What's Happening?
Halia Therapeutics, a biopharmaceutical company based in Lehi, Utah, has announced the final results of its Phase 2 trial for ofirnoflast (HT-6184) in patients with lower-risk myelodysplastic syndrome
(LR-MDS). The results will be presented at the European Hematology Association (EHA) 2026 Hybrid Congress. The trial showed a 67% hematological improvement rate among patients, with significant transfusion independence and no serious treatment-related adverse events. Additionally, Halia has appointed Dr. Han Myint as Chief Medical Officer to lead the clinical development of ofirnoflast as it advances toward pivotal trials.
Why It's Important?
The development of ofirnoflast is significant as it addresses a critical unmet need in the treatment of lower-risk MDS, a condition characterized by ineffective blood cell production.
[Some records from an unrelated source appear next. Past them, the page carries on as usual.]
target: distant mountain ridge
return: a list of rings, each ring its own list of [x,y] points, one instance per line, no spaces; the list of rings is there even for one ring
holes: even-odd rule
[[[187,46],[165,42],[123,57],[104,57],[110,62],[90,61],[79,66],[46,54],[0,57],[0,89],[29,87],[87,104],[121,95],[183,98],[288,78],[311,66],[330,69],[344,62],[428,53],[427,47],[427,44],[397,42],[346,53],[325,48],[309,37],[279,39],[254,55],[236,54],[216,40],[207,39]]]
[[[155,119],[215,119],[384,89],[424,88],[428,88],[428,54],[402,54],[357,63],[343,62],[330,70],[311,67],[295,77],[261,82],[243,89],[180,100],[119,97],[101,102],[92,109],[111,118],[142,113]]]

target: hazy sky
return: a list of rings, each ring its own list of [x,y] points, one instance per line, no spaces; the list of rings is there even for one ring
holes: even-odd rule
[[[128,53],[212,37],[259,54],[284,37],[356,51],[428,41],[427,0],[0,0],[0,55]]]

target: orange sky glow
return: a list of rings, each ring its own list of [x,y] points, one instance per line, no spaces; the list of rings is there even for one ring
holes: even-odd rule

The promising results from the Phase 2 trial suggest that ofirnoflast could offer a new therapeutic option for patients who are refractory to current treatments. The appointment of Dr. Myint, with his extensive experience in hematologic malignancies and drug development, is expected to strengthen Halia's efforts in advancing this treatment. This development could have a substantial impact on the biopharmaceutical industry, particularly in the field of hematology.
What's Next?
Halia Therapeutics plans to advance ofirnoflast into pivotal development stages, with further efficacy, safety, and biomarker data to be presented at the upcoming EHA Congress. The company is also focusing on expanding its pipeline to address other inflammasome-driven diseases. Dr. Myint's leadership is anticipated to guide the company through regulatory processes and potential commercialization, aiming to bring this novel therapy to market.